On Sa, 2014-06-07 at 14:42 -0700, David Rientjes wrote:
> On Sat, 7 Jun 2014, Manuel Schölling wrote:
> 
> > dns_query() credulously assumes that keys are null-terminated and
> > returns a copy of a memory block that is off by one.
> 
> No sign-off?  Please read Documentation/SubmittingPatches.

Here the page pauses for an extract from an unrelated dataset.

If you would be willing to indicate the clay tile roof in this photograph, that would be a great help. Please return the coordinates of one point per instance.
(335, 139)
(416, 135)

It's just not my day today.
Sorry, I forgot about the sign-off.

> > ---
> >  net/dns_resolver/dns_query.c |    4 ++--
> >  1 file changed, 2 insertions(+), 2 deletions(-)
> > 
> > diff --git a/net/dns_resolver/dns_query.c b/net/dns_resolver/dns_query.c
> > index e7b6d53..84871a2 100644
> > --- a/net/dns_resolver/dns_query.c
> > +++ b/net/dns_resolver/dns_query.c
> > @@ -145,11 +145,11 @@ int dns_query(const char *type, const char *name, 
> > size_t namelen,
> >     len = upayload->datalen;
> >  
> >     ret = -ENOMEM;
> > -   *_result = kmalloc(len + 1, GFP_KERNEL);
> > +   *_result = kzalloc(len + 1, GFP_KERNEL);
> >     if (!*_result)
> >             goto put;
> >  
> > -   memcpy(*_result, upayload->data, len + 1);
> > +   memcpy(*_result, upayload->data, len);
> >     if (_expiry)
> >             *_expiry = rkey->expiry;
> >  
> 
> kzalloc() would be unnecessary overhead (zeroing definitely comes with a 
> cost) if you're going to copy to the memory immediately afterwards.  Just 
> leave the kmalloc(), do the memcpy() and explicitly zero terminate it 
> _result.

Using kzalloc() was suggested of a developer on IRC (#kernelnewbies) but
if you prefer kmalloc, that's ok, too.
I'll send you a corrected patch in a second.